Reputation: 7757
I have this web application which needs to do several heavy text processing tasks: removing certain characters, parsing XML files, among others. Some of them involve regular expressions.
The web application has some implementations in Java and others in PHP. Is it worth using Perl or other specific text processing language for such tasks, or is there really no difference with using PHP?
I even thought of using Sed, Awk maybe even some compiled C scripts for processing texts. There's a lot of text to be processed...
Upvotes: 3
Views: 2061
Reputation: 1003
I too suggest you use Perl, it's made for text crunching.

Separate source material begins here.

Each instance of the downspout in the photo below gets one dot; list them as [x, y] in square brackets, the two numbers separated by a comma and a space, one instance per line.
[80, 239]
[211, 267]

However, if you are going to parse/process XML, please don't try to roll your own solution, there are several high quality modules that do the job correctly. As a starter, I recommend you take a look at XML::Twig
Also, for regular expressions, there are dozens of already-made ones under the Regexp::Common distribution. Most probably you'll find what you need there and it will save you time.
Upvotes: 9
Reputation: 6802
Yes. Text processing is PERL's #1 strong point. Since you will integrate into your existing app, you'll need to execute an external program so think about how to run it securely and perhaps as a background process (to avoid start up delays in your real time web app.)
Upvotes: 2
Reputation: 473
Perl is THE language for text processsing. It was designed with this in mind.
Upvotes: 7
Reputation: 12816
Yes, Perl was designed with processing text in mind.
It has tons of useful text processing features, and it was the first language I used (long ago) that had regular expressions.
http://en.wikipedia.org/wiki/Perl
Upvotes: 3
Reputation: 134551
Text processing is exactly what Perl was created for. After all it's Practical Extraction and Report Language. On the other hand, for web application I'd prefer Python.
Upvotes: 3
Reputation: 30225
Yes, Perl is a good option. As a language, it's definitely more suitable for those kinds of tasks than Java or PHP. If you have the Perl knowledge, I would recommend it for this kind of task.
Upvotes: 17